Depois de 1999, António Júlio Duarte dedicou-se a fotografar os casinos de Macau, símbolo de um fulgor económico, imagens que constam no livro “White Noise”, publicado em 2011. “O território já se tinha tornado noutra coisa qualquer, e foi isso que me interessou”, aponta.

Fotografar Chui Sai On

Em 2009, o fotógrafo abraçou um projecto político ao fotografar a campanha eleitoral de Chui Sai On para o cargo de Chefe do Executivo, para o qual foi eleito para um primeiro mandato. Daí nasceu o livro “O Candidato”, graças a um trabalho realizado na redacção do HM.

“Entre 2008 e 2011 fui com mais frequência a Macau por causa de um colectivo de fotógrafos que existia em Lisboa na altura que era o KameraPhoto, em que produzíamos mais trabalho ligado à prática jornalística.
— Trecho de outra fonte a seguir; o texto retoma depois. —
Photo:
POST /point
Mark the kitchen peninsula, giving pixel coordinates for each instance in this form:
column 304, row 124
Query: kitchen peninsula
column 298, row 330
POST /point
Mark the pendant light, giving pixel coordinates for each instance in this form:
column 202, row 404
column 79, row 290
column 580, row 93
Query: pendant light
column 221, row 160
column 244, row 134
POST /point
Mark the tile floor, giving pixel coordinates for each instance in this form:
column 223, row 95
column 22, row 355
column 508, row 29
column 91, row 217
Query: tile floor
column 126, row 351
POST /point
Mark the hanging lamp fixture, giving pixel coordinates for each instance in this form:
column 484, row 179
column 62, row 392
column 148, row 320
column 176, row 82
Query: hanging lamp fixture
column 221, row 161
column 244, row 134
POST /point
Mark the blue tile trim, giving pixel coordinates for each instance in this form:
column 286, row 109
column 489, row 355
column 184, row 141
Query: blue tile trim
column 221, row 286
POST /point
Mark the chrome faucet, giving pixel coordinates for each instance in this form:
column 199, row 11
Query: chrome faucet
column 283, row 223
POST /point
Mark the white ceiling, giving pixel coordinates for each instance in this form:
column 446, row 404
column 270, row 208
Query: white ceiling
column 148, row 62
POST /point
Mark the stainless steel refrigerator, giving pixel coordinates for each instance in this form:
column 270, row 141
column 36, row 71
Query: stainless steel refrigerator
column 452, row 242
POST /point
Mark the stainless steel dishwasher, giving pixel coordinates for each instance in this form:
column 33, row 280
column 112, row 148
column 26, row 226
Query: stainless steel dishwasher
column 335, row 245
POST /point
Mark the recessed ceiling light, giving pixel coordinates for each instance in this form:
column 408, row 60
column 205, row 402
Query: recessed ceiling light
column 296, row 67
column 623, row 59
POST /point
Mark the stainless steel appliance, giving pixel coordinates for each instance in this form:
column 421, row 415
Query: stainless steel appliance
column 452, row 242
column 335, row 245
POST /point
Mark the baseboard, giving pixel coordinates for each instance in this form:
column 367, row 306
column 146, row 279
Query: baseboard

Havia essa campanha eleitoral e achei que era bom trabalhar sobre isso pelo lado quase ficcional que tinha, pelo facto de ser um único candidato fazer uma campanha de sensibilização à população como se fosse uma campanha eleitoral com todo o aparato de uma campanha em qualquer outro ponto do mundo.”

O que atraiu o fotógrafo foi “esse lado de figura inatingível”. “Havia todo um mecanismo de segurança à volta da campanha e do próprio candidato que para mim não fazia nenhum sentido, sendo Macau pequeno e seguro. Havia a construção dessa máquina mediática e de segurança à volta de uma coisa que na realidade não existe. Por isso é que no trabalho eu fotografo quase sempre Chui Sai On de costas, porque não quero trabalhar sobre ele mas sobre esta figura, do aparato, e sobre o candidato, numa coisa mais abstracta”, recorda.

“Mercúrio” nasceria em 2015 enquanto projecto fruto de uma parceria com a Galeria Pedro Alfacinha e produzido pela Galeria Zé dos Bois. “Foi feito sempre em ambientes nocturnos mas são coisas muito abstractas, não necessariamente documentais. Esse foi um fechar de ciclo, e de momento não tenho planos para Macau.”